-----Original Message-----
From: r-help-bounces at stat.math.ethz.ch [mailto:r-help-bounces at
stat.math.ethz.ch] On Behalf Of Aaron MacNeil
Sent: 20 February 2006 15:17
To: r-help at stat.math.ethz.ch
Subject: [R] Nested AIC
Greetings,
I have recently come into some confusion over weather or not AIC
results for comparing among models requires that they be nested.
Reading Burnham & Anderson (2002) they are explicit that nested models are
not required, but other respected statisticians have suggested that nesting is a
pre-requisite for comparison. Could anyone who feels strongly regarding either
position post their arguments for or against nested models and AIC? This would
assist me greatly in some analysis I am currently conducting.
Many thanks,
Aaron
----
Hi, Aaron, Burnham & Anderson are explicit but they do not go into any depth
regarding this issue. Akaike's colleagues Sakamoto, Ishiguro, and Kitagawa
(Akaike Information Criterion Statistics, 1986, KTK Scientific Publishers) do no
either, deal with it directly, and the examples they present that I have
examined (not even half of the total in the book), are all of nested models.

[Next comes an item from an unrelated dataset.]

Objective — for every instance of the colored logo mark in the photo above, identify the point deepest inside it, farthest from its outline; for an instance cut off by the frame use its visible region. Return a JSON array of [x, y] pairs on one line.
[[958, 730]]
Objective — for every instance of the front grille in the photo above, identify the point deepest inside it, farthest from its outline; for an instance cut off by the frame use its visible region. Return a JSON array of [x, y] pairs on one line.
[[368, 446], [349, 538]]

However, by reading some of Akaike's papers and the book quoted above it
does not appear to me that there is any restriction on the use of the AIC
related to nestedness. In fact, the theory does not preclude the comparison of
models with different *probability densities (or mass)* as long as you keep all
constants (like 1/sqrt(2pi) in the normal) in the calculation.

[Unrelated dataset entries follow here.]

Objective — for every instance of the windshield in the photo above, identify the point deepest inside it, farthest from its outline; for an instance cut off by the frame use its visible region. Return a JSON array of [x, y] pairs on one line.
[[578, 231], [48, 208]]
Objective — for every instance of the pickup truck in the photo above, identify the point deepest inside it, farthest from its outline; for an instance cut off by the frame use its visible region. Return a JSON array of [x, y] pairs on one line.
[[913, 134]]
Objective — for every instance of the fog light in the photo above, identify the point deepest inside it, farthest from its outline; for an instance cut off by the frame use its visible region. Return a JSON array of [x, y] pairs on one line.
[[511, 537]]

Akaike (1973) wrote in the first sentence of his paper his general principle,
which he called an extension of the maximum likelihood principle:
"Given a set of estimates theta_hat's of the vector of parameters theta
of a probability distribution with density f(x|theta) we adopt as our final
estimate the one which will give the maximum of the expected log-likelihood,
which is by definition
E(log f(X|theta_hat))=E(INTEGRAL f(x|theta)log f(x|theta_hat)dx)
Where X is a random variable following the distribution with the density
function f(x|theta) and is independent of theta_hat".
All subsequent derivations in the paper, like the choice of distance measure,
class of estimates, and elimination of the true parameter value, revolve around
this principle. Now, nestedness is a mathematical property of what Burnham &
Anderson call "the structural model", whereas Akaike's principle
only concerns the probabilistic model f(x|theta) where the structural model is
embedded.
I reply to you even though I do not feel strongly about this issue and you asked
for replies from people who feel strongly about this issue.
Ruben